Control flow
The control flow of an application configured with PyConf, such as Moore, defines the order in which algorithms should run. Each step in the control flow evaluates a decision, which indicates whether the step was successful or not. The overall decision of the application depends on what the total control flow evaluates to.
Concretely, the control flow in the example of Moore looks something like this:
MooreNode (LAZY_AND)
*-- HLTLinesNode (NONLAZY_OR)
| +-- Hlt2CharmPhysicsLineNode (LAZY_AND)
| | *-- PVFilter
| | *-- D2HHHCombiner
| +-- Hlt2DiMuonPhysicsLineNode (LAZY_AND)
| | *-- PVFilter
| | *-- MuMuCombiner
| +-- Hlt2LumiLineNode (LAZY_AND)
| | *-- ODINBeamFilter
| | *-- LumiCounter
| +-- Hlt2InclusiveBPhysicsLineNode (LAZY_AND)
| *-- PVFilter
| *-- TwoBodyBCombiner
*-- PersistencyNode (LAZY_AND)
*-- DecReports
*-- TurboWriter
If we think about how the trigger needs to come to its decision, we can understand what the specific pieces mean and why the control flow looks like it does:
For a start, every trigger line should run, and should do so independently of the decisions of other lines.

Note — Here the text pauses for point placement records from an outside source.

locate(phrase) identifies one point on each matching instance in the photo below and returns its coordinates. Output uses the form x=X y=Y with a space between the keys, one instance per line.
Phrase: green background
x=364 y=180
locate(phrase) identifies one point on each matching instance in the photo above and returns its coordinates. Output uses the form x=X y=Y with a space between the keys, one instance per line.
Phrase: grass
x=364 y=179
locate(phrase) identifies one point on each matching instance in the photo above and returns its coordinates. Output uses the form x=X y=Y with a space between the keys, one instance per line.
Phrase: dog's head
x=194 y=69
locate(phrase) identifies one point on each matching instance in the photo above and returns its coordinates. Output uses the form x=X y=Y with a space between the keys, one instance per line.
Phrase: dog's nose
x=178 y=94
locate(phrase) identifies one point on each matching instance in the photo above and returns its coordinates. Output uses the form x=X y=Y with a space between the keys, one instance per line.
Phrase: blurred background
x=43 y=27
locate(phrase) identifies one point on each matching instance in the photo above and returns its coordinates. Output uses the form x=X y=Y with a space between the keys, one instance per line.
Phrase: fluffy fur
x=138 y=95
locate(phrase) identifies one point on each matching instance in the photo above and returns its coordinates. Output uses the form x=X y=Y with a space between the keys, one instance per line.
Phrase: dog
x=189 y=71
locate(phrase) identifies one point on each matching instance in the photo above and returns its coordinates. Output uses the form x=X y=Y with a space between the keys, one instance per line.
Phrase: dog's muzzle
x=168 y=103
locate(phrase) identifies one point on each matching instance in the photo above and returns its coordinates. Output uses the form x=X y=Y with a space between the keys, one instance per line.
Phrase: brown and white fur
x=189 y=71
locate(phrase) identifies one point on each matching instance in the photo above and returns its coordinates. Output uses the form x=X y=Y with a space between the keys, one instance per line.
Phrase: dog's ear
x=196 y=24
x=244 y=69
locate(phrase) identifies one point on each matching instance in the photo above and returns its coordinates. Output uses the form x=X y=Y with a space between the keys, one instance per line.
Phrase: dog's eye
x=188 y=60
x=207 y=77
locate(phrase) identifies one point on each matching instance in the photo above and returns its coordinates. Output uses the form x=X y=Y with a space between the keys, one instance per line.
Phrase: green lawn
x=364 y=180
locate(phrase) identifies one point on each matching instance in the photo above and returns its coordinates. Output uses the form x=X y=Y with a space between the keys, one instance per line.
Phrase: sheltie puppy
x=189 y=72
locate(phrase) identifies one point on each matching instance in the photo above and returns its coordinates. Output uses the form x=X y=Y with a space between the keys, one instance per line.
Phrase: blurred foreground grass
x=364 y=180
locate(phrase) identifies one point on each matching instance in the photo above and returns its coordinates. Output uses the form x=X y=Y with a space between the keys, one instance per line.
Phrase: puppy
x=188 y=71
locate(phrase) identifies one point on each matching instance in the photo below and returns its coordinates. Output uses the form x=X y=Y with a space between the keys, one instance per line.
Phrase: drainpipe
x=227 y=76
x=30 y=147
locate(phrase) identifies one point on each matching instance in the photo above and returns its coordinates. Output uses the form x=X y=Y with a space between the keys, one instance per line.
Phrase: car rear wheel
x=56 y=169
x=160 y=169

Each line runs a sequence of steps to evaluate its own decision, e.g. it first requires some non-zero number of primary vertices, and then further requires some combiner to produce candidates.
If at least one line produces a positive decision (‘yes’/’no’, ‘fired’/’did not fire’), the event should be written out.
So, the control flow looks the way it does in order to evaluate the total trigger decision in the way we want.
Nodes and algorithms
A control flow node has some number of children, and makes its decision based on the combination of the decisions of its children. There are two ways we can combine decisions in one of these so-called composite nodes:
Boolean
AND
, where all of the children must produce a positive decision.Boolean
OR
, where at least one of the children must produce a positive decision.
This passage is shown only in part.